Artist Statement
D Evolution
I used to make fun of my mother when I saw her type e-mails. She would slowly configure her words by jabbing her two pointer fingers at the keyboard and it sounded like the tic-tock of an offbeat grandfather clock. It’s a comical situation: old people trying to navigate the surge of growth in technology, squinting their eyes behind their reading glasses while their child, or grandchild, has already been there and back with a simple click in the right place.
But my mother’s penmanship is beautiful. It has the perfection in its curves that can only be attained after a long time of hand-written letters, something that has been lost in our digital era.
With that in mind, D Evolution is a juxtaposition of man and computer, of old and new. The attention to detail in my flowing and structural drawings show the commitment of time taken, while the instantaneous alterations made by the computer show in a different way time taken.
– Luke Barosky
Biography
Luke was born in Boston, Massachussetts on February 7th, 1984. He attended grammar through high school in the Canton Public School system before attending the University of Vermont in the fall of 2002. He received his Bachelor in Art with Majors in Art and English in 2006 and completed an independent study called “Ink Resist: Genius at Work”. It was comprised of three drawings done with rubber cement, ink, and charcoal, and with in each there contained “found figures”. The triptych had no planned meaning but the process of layering the mediums produced many abstract and literal figures, as if they had been creating themselves.

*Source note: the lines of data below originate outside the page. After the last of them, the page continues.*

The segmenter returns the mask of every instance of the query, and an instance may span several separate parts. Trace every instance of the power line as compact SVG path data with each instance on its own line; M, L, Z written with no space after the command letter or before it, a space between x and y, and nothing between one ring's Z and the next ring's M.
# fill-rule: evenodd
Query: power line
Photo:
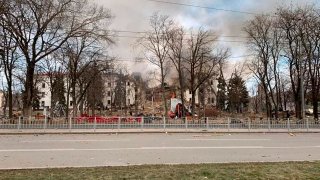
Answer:
M153 34L153 32L148 32L148 31L129 31L129 30L112 30L112 31L115 32L115 33L132 33L132 34L147 34L147 33L151 33L151 34ZM210 35L210 36L215 36L215 35ZM246 36L237 36L237 35L223 35L223 36L218 36L218 37L245 38L245 39L250 38L250 37L246 37Z
M147 1L156 2L156 3L162 3L162 4L171 4L171 5L178 5L178 6L187 6L187 7L195 7L195 8L202 8L202 9L211 9L211 10L217 10L217 11L226 11L226 12L240 13L240 14L259 15L258 13L249 12L249 11L238 11L238 10L232 10L232 9L222 9L222 8L215 8L215 7L198 6L198 5L193 5L193 4L168 2L168 1L160 1L160 0L147 0Z

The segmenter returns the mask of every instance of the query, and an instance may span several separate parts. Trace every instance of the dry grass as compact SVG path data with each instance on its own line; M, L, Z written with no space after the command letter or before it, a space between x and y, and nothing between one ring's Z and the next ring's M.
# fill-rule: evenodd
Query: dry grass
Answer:
M2 170L0 179L319 179L320 162Z

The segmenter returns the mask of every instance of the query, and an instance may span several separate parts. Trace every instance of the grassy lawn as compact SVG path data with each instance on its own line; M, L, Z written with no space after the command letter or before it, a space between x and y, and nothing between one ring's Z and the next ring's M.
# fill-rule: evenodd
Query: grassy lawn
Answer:
M1 170L0 179L320 179L320 161Z

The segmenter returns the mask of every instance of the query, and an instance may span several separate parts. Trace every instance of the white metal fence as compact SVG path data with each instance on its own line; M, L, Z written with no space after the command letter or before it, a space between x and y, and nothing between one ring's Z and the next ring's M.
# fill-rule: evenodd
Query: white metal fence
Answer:
M241 119L241 118L182 118L166 117L76 117L0 119L0 129L220 129L220 130L305 130L319 129L314 119Z

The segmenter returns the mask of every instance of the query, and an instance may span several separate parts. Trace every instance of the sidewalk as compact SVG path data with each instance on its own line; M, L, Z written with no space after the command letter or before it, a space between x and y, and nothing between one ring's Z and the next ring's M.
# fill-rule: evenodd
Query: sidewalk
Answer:
M115 133L320 133L320 129L0 129L14 134L115 134Z

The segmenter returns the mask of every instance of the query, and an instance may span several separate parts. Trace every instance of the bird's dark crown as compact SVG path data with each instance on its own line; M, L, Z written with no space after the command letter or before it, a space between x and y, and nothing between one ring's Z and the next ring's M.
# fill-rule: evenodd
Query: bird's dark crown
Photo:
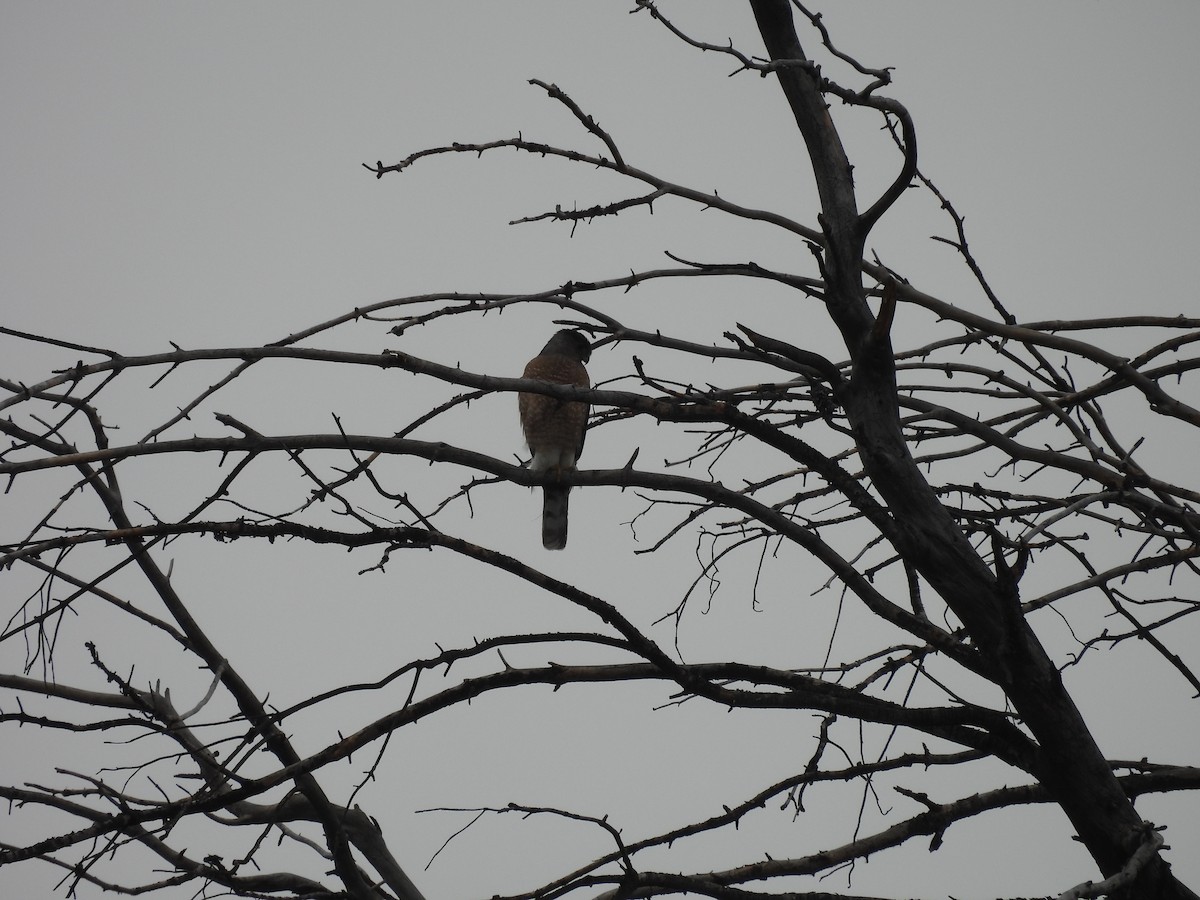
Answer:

After graduating, Luke moved from Vermont to Boston where he has worked on graphic design, (sports)photography, and freelance artwork, before moving to the East Village where he has worked as a freelance art handler, setting up shows in the Hamptons, Brooklyn, and Manhattan. This is Luke’s first solo exhibition.
Curator’s Comments
Luke was coming to my design office to scan his drawings and gradually I was falling in love with hi intrigue and fine black and white pen drawings. Once day, we spotted a tiny purple dot in his drawing and asked him if we should photoshop the dot out. His response puzzled us but then explained by Luke right away. (He was born as color blind) He decided to continue to paint and draw in order to prove that there is nothing wrong to be color blind, said him, and he labels his color tubes with his own set of names for colors which he believes that they are.
That was it. I offered him a solo exhibition at SB D Gallery, not only with his drawings but also with his wonderful paintings. His paintings are quite huge and the color scheme is far more than tasteful! Extremely impressive.
There is no such thing as disability in life, I believe. It is ‘the ability’ we think that’s able which blinds us.